The easiest way to track maintenance numbers is using a CMMS. Some maintenance departments use a different vendor for assets, work orders, inventory and PM’s, but we like to make it easy and provide all of those with our product. All of the CMMS information is integrated and easy to retrieve and look at. But having the access via your CMMS is one thing. Using all the modules to track everything maintenance is another. And the biggest and final step is using all the modules and the resulting data to inform your maintenance KPI’s.

– Defining your KPI’s

If you have already done this step, you are way ahead of the game. If you haven’t, well, the simple way to create KPI’s is to determine what makes your department successful and fits with organizational goals. For instance, if the organizational goals for the year include a percentage involving compliance or a capital planning milestone, you should build your KPI’s to measure achievements related to those objectives.

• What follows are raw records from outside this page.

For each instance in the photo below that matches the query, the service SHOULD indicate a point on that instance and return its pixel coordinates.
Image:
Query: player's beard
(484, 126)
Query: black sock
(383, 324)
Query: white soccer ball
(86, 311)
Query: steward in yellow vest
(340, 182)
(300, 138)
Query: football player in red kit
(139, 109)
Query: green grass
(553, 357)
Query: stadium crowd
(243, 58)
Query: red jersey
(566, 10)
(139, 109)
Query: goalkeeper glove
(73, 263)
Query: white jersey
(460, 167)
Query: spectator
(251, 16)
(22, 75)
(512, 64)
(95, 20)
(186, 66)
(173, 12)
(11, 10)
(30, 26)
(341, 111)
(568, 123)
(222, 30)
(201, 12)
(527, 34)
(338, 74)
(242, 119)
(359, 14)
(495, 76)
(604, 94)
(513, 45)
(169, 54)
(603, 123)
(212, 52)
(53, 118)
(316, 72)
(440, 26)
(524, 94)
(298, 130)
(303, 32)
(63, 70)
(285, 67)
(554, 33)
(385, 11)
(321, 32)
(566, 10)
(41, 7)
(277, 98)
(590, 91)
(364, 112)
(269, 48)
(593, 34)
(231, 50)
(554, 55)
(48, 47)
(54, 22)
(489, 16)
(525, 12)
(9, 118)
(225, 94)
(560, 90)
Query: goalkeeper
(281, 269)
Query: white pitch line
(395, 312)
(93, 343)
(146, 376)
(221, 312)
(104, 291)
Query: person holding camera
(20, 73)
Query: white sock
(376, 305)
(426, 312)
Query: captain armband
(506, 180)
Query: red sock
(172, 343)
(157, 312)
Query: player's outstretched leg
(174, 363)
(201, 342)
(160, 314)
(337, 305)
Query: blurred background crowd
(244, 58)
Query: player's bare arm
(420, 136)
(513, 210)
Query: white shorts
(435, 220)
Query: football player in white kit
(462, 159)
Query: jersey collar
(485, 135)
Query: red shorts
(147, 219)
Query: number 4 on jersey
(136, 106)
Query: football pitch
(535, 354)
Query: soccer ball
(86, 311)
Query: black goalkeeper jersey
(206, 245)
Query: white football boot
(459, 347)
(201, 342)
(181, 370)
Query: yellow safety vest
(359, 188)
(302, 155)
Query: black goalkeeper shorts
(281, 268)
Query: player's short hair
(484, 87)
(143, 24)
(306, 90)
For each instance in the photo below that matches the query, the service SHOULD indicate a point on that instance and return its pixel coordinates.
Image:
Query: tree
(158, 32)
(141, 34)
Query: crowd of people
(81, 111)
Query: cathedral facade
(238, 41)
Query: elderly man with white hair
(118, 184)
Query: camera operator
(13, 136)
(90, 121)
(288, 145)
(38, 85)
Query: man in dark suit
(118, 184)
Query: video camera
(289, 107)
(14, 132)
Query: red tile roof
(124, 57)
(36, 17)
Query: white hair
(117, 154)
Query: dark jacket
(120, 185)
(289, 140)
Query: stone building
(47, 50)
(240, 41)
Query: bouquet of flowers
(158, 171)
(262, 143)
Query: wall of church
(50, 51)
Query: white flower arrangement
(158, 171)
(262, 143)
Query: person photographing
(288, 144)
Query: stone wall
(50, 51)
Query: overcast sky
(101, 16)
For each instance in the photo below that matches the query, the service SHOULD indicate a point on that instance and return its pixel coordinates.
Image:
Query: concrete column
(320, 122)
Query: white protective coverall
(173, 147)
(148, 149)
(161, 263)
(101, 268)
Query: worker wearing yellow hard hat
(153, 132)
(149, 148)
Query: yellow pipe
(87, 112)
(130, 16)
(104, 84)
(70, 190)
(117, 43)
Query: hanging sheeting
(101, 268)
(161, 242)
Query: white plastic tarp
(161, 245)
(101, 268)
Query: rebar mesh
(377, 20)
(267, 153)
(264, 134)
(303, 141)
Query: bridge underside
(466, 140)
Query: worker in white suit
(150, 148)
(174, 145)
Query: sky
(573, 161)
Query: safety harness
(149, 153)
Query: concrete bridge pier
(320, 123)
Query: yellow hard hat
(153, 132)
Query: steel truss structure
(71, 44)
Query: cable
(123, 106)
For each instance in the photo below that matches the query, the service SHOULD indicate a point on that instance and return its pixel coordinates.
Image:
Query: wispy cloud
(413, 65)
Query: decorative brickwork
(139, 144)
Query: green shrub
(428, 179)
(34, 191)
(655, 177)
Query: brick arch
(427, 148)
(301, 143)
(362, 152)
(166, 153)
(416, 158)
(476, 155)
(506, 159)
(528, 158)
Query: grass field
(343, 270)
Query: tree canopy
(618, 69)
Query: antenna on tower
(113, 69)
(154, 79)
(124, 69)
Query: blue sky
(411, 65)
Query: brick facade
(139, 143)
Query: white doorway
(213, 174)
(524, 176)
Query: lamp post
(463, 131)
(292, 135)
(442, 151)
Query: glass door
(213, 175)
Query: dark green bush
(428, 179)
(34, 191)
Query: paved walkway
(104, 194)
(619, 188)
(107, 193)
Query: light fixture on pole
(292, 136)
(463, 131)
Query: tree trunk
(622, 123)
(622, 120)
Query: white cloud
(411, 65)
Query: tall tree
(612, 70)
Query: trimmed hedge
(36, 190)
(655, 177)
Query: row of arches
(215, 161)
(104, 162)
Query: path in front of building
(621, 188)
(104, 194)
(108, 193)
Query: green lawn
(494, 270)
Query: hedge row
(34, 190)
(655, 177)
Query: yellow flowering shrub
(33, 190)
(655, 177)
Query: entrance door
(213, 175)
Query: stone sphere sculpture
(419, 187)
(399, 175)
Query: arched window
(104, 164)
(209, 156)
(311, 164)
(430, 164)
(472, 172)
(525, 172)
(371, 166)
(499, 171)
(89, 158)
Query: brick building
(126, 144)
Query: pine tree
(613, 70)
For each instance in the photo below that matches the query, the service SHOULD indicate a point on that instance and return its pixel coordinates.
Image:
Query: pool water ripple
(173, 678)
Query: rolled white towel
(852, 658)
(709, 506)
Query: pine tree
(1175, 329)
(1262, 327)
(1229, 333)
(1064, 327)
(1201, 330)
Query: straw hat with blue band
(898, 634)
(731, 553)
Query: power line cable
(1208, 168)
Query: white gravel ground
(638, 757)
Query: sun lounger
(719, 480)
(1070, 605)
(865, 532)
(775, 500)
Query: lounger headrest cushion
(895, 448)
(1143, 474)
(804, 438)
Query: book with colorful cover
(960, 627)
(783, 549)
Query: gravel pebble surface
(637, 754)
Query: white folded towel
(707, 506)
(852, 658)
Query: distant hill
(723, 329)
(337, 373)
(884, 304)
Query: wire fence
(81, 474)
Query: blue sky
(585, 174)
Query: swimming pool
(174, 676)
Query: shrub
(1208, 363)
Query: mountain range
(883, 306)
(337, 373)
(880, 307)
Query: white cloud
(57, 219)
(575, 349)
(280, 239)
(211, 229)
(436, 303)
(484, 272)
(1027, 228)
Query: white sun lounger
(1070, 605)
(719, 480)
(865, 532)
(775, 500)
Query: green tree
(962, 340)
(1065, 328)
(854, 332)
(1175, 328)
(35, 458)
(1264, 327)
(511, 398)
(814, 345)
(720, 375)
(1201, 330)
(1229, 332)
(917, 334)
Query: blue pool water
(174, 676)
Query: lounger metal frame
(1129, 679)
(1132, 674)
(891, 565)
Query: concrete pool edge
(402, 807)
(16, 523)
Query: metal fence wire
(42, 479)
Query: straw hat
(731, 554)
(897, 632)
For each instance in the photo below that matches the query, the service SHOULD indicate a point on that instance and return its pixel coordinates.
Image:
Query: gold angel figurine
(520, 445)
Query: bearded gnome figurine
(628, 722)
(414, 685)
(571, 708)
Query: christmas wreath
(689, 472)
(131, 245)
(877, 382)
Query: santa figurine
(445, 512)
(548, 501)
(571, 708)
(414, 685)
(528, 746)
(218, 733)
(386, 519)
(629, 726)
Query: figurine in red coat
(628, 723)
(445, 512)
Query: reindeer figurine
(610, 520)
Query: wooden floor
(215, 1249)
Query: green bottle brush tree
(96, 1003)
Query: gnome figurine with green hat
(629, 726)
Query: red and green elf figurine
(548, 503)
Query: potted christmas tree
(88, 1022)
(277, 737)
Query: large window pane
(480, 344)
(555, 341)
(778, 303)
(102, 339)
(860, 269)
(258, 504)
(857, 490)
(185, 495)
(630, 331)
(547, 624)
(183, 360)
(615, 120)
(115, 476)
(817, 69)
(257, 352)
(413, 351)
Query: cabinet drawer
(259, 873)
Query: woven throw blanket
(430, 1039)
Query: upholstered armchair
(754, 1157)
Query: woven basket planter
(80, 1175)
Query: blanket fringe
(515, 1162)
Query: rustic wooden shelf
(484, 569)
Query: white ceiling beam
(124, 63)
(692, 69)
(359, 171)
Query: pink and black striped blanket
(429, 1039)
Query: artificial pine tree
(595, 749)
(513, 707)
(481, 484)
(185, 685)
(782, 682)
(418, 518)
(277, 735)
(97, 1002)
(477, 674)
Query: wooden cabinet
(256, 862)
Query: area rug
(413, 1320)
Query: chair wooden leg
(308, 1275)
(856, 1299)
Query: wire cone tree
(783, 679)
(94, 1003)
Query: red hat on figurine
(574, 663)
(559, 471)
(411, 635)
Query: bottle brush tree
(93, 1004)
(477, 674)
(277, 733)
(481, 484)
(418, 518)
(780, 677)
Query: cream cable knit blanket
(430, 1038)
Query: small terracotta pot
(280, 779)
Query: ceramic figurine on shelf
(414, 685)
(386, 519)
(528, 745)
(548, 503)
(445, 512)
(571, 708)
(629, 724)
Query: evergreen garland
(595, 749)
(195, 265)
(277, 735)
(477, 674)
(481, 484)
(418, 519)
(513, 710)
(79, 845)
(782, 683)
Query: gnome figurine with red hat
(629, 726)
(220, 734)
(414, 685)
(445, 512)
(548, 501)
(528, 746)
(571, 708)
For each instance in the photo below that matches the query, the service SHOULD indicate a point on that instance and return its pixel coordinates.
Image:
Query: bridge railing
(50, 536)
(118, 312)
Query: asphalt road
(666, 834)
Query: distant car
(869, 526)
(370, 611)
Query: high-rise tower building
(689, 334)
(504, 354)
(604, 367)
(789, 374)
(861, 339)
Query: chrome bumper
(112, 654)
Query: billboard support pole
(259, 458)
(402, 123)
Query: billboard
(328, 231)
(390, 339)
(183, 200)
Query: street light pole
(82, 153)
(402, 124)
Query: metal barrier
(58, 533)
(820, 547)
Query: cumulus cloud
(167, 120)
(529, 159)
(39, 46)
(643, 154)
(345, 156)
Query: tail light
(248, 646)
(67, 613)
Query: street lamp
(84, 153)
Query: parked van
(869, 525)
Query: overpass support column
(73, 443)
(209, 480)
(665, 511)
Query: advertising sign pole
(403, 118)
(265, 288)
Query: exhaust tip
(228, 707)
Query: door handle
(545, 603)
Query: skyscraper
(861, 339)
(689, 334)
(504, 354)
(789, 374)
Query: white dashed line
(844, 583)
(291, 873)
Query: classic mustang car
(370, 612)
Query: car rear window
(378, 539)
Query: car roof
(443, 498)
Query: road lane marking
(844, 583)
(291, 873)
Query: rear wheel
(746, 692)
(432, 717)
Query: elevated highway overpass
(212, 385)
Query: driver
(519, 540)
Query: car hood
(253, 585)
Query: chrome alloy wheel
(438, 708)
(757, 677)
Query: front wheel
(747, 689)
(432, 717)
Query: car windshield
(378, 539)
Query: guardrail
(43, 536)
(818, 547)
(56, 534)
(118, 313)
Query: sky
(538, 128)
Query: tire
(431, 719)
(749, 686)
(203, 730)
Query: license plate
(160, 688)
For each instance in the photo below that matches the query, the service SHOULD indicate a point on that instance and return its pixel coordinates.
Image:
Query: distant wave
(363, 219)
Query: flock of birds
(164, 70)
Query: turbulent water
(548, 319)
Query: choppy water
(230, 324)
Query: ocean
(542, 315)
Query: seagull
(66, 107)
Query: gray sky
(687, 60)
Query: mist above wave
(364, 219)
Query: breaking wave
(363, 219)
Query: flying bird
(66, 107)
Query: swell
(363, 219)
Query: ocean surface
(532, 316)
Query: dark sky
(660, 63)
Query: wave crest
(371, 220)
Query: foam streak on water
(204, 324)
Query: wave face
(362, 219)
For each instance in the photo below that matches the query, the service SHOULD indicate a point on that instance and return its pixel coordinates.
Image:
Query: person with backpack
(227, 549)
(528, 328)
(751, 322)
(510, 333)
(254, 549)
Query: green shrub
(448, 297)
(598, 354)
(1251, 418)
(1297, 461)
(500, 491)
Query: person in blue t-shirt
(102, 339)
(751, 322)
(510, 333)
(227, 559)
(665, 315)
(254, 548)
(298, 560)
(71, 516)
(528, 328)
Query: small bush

If your organization doesn’t have departmental goals for you, start with employee productivity, budget and safety. These are three winners that lend themselves to every organizational goal. We are happy to help you if you need a good set of starter KPI’s.

– Create your reports

We don’t know about you, but we think some types of reporting just illustrate numbers better than others. Is it useful to have a series of numbers on a spreadsheet to show the ups and downs of productivity? Yes, definitely. But isn’t it better to take those numbers and create a graph or chart that tells you with one look how you’re doing? We think so, which is why we added Intelligence Manager to our CMMS. It’s easy to create visually appealing charts and graphs to illustrate how you are doing with your KPI’s.

If you are not using a product like Intelligence Manager or there is an extra cost associated with using the reporting function in the CMMS you are using, you can use the charting and graphing capabilities in Excel to illustrate your success or opportunities to improve. What’s most important here is you know what you are measuring so you can create the report. For instance, if your KPI is to reduce the mean time to repair by 2%, then your report would pull information related to when the ticket was opened and closed or completed.

If you are dealing with separate systems that aren’t integrated or for whatever reason don’t share information, you might have to develop some high level Excel skills to help with the numbers. If you don’t want to hone your Excel skills to expert level, we suggest taking a look at some of the available CMMS options and comparing.

– Measure your success (or failure)

Understanding the data and finding ways to improve the numbers is always the tricky part and also the most important. If you’ve streamlined your process and your mean time to repair is just off your goal you might have to evaluate how realistic your goal is. Take a look at the work orders that failed – is it because field techs had to wait on parts to be ordered? If so, are you using your inventory module and ordering is the point of failure? Examine the data to resolve the problems your field techs are facing, and your KPI’s will improve.

This is just one example of how using all the modules available to you in your CMMS helps you with your KPI’s. If one module isn’t speaking to another, there can be all kinds of hold-ups. While it all seems like a ‘this is just how it works’ moment, the reason KPI’s are created is to streamline and update the workflow to reduce budgetary spend and increase productivity.

Why It Matters

As you take a look at the results of your KPI’s and the data associated with them, you’ll start to notice patterns that lend themselves to change. Some of the change is an easy fix, like when you notice your inventory reduces by half but your work orders don’t reflect the use of many of the parts you are missing. Or when you notice it took one of your field techs four hours to change a lightbulb. Those are easy changes to track down and make.

It’s the more difficult ones, like if you scheduled your PM on a specific day, assigned it to a specific tech and that tech called in sick and the PM work order didn’t get completed. Those are the difficult questions that having a visual dashboard showing you what is going on in real time will help. And if not a visual dashboard, then certainly tracking the KPI’s by creating your own report format from month to month will.